In the U.S., mortality trends typically trail case trends by about three weeks — which means the Omicron surge, which began more than a month ago, should be visible in the death counts. It isn’t yet:
Covid deaths will still probably rise in the U.S. in coming days or weeks, many experts say. For one thing, data can be delayed around major holidays. For another, millions of adults remain unvaccinated and vulnerable.

But the increase in deaths is unlikely to be anywhere near as large as the increase last summer, during the Delta wave.
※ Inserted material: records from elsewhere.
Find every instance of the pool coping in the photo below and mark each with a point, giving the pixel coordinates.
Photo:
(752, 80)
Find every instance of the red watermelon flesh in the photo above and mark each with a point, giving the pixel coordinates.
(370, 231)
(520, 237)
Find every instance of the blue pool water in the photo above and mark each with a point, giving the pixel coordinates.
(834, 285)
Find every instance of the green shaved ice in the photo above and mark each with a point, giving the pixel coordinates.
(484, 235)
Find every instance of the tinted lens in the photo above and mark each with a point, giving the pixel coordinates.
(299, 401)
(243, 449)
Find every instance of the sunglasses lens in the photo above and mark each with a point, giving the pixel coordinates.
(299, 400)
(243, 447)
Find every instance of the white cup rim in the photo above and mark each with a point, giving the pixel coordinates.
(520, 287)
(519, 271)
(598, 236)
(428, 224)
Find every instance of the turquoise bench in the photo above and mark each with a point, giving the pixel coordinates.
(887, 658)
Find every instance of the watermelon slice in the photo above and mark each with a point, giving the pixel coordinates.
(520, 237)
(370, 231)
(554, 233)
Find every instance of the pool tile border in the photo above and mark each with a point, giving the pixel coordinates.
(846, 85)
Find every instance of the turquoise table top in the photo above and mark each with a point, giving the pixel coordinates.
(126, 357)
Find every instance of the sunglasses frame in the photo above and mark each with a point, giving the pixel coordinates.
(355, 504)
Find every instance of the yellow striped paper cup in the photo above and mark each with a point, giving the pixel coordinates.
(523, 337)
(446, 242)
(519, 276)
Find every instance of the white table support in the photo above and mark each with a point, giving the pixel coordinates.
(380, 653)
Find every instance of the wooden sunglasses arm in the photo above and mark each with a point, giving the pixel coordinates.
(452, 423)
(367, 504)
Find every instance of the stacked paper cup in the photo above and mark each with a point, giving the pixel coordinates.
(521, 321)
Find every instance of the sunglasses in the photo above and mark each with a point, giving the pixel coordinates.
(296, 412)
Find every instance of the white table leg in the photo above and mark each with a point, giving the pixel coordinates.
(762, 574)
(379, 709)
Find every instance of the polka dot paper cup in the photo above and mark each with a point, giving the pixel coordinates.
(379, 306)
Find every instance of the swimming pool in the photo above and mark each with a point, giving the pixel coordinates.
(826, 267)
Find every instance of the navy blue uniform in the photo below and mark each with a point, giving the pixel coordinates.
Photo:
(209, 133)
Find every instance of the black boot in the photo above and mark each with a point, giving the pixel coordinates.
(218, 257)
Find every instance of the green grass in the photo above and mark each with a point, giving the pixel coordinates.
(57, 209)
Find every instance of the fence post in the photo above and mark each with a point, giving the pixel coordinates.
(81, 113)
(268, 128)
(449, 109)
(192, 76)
Look at the data from South Africa, where the Omicron wave is already receding:


The bottom line

Given the combination of surging cases and milder disease, how should people respond?

Dr. Leana Wen, Baltimore’s former health commissioner, wrote a helpful Washington Post article in which she urged a middle path between reinstituting lockdowns and allowing Omicron to spread unchecked.




“It’s unreasonable to ask vaccinated people to refrain from pre-pandemic activities,” Wen said. “After all, the individual risk to them is low, and there is a steep price to keeping students out of school, shuttering restaurants and retail shops and stopping travel and commerce.”

But she urged people to get booster shots, recommended that they wear KN95 or N95 masks and encouraged governments and businesses to mandate vaccination. All of those measures can reduce the spread of Covid and, by extension, hospital crowding and death.

What about elderly or immunocompromised people, who have been at some risk of major Covid illness even if they’re vaccinated?


Different people will make different decisions, and that’s OK. Severely immunocompromised people — like those who have received organ transplants or are actively receiving cancer treatment — have reason to be extra cautious. For otherwise healthy older people, on the other hand, the latest data may be encouraging enough to affect their behavior.

Consider this: Before Omicron, a typical vaccinated 75-year-old who contracted Covid had a roughly similar risk of death — around 1 in 200 — as a typical 75-year-old who contracted the flu. (Here are the details behind that calculation, which is based on an academic study.)

Omicron has changed the calculation. Because it is milder than earlier versions of the virus, Covid now appears to present less threat to most vaccinated elderly people than the annual flu does.

The flu, of course, does present risk for the elderly. And the sheer size of the Omicron surge may argue for caution over the next few weeks. But the combination of vaccines and Omicron’s apparent mildness means that, for an individual, Covid increasingly resembles the kind of health risk that people accept every day.